Source: Federal Reserve Bank of St. Louis

The Bureau of Labor Statistics (NAICS 484) released the data for non-seasonally adjusted employment numbers in the trucking industry.

Considerations:

  1. There were strong increases in seasonally-adjusted trucking employment April through December.
  2. Trucking employment decreased between December 2020 and February 2021 but increased again in March.

Implications:

  1. An increase in driver supply is beneficial for the economy.
  2. Driver recruitment challenges remain constant due to COVID-19 protocols. While driver employment increases, driver training school constraints may cause a slower increase in employment throughout 2021.

Source: FreightWaves Sonar

  • Outbound Tenders are contractual shipments that can be rejected by the carrier.
  • Higher tender rejections lead to higher spot market rates.
  • The Tender Rejection Index is the best indicator for spot rates.
  • Tender Rejections remain high (reefers at 43%, dry van at 25%, flatbeds at 26%).
  • A 43% National Reefer Tender Rejection Rate means that every 43/100 contracted reefer shipments are being rejected and turned to the spot market.
  • A Tender Rejection Rate above 7-10% usually indicates that spot rates are higher than contract rates.

Volume Outlook 

Source: FreightWaves Sonar

  • Outbound Tender Volumes remain far higher than the previous three years.
  • This suggests strong demand and volume as the manufacturing sector continues to grow and companies replenish their inventories from the holidays.
  • The Total Outbound Tender Volume Index measures contracted freight volume across all modes of transportation.

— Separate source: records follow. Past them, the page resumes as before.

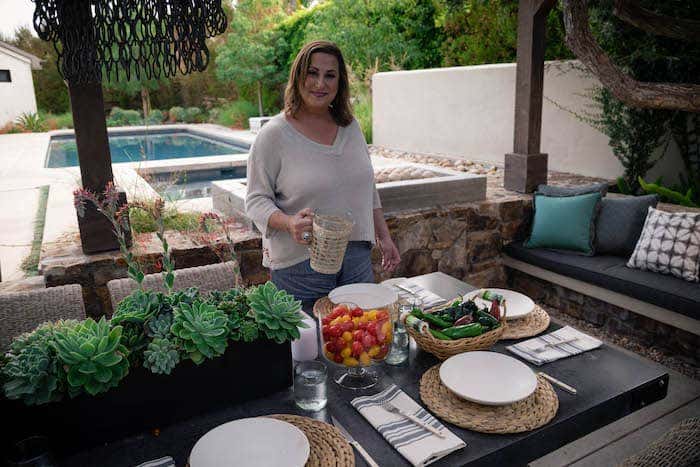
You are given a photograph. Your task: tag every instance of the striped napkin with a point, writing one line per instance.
(166, 461)
(528, 349)
(419, 446)
(428, 298)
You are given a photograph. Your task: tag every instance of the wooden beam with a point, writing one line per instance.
(526, 167)
(632, 13)
(640, 94)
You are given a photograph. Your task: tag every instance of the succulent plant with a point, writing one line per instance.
(93, 355)
(159, 326)
(161, 356)
(138, 307)
(276, 312)
(31, 371)
(202, 329)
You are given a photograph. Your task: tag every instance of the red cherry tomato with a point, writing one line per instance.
(383, 350)
(368, 341)
(356, 349)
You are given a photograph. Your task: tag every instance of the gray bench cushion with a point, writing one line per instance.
(611, 273)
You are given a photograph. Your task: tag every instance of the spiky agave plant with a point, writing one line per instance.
(202, 330)
(92, 354)
(276, 312)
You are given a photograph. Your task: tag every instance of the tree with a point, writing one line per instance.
(247, 58)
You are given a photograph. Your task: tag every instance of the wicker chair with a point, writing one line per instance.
(218, 276)
(23, 311)
(679, 447)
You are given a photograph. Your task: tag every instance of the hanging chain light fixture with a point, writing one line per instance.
(120, 40)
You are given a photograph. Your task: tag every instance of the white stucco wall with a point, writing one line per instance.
(469, 112)
(16, 97)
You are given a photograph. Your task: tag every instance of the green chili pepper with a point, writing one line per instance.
(486, 320)
(467, 330)
(439, 335)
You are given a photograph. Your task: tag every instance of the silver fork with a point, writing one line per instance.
(389, 407)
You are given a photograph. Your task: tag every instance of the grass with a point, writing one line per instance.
(142, 222)
(30, 264)
(236, 114)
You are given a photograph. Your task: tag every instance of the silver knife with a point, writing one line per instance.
(354, 443)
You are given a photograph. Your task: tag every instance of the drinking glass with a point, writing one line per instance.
(400, 342)
(310, 385)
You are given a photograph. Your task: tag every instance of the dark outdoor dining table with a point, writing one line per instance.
(611, 383)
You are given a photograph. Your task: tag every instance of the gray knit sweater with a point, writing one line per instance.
(289, 172)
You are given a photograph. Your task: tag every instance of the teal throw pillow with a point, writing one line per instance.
(565, 223)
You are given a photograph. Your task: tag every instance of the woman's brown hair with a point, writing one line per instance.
(340, 107)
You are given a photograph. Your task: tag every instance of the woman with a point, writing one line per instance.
(314, 156)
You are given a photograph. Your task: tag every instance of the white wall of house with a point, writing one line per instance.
(468, 112)
(16, 97)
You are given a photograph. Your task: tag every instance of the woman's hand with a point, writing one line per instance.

Source: FreightWaves Sonar

  • Total import shipments to the U.S. are at 55,327, well above previous 3-year levels as ports are extremely congested and delayed.
  • Cargo ship capacity is currently unable to meet demand.
  • Distribution centers near the ports are filled as the supply chain is overloaded with goods.
  • Strong surges in consumer goods and e-commerce demand during COVID-19 is the main factor in the volume increase and port congestion.
  • There will be continuously high volumes coming out of U.S. ports for many coming months.

 

 Economic Outlook 

Source: FreightWaves Sonar

  • The unemployment rate is currently down to 6%.
  • There was a .2% decrease in unemployment from February 28th to March 28th.

Source: FreightWaves Sonar

  • Manufacturing employment has had a fantastic recovery since the onset of the pandemic.
  • As manufacturing employment increases, so should manufacturing output. This will increase flatbed demand.
  • Manufacturing employment has a strong positive correlation with flatbed volume.

Source: ISM Report on Business

  • The ISM Manufacturing Purchasing Manager’s Index (PMI) for the U.S. jumped to 64.7 in March 2021 from 60.8 in February 2021, well above market forecasts of 61.3.
  • March’s reading of 64.7 is the highest reading since December 1983.
  • The PMI measures the strength of the manufacturing economy.
  • ISM’s chart shows that manufacturing demand is increasing at a high rate.
  • The manufacturing economy continued its recovery in March. However, Survey Committee Members reported that their companies and suppliers continue to struggle to meet increasing rates of demand due to coronavirus impacts limiting the availability of parts and materials.

*A PMI reading above 50 indicates that the manufacturing economy is generally expanding; below 50 indicates that it is generally declining.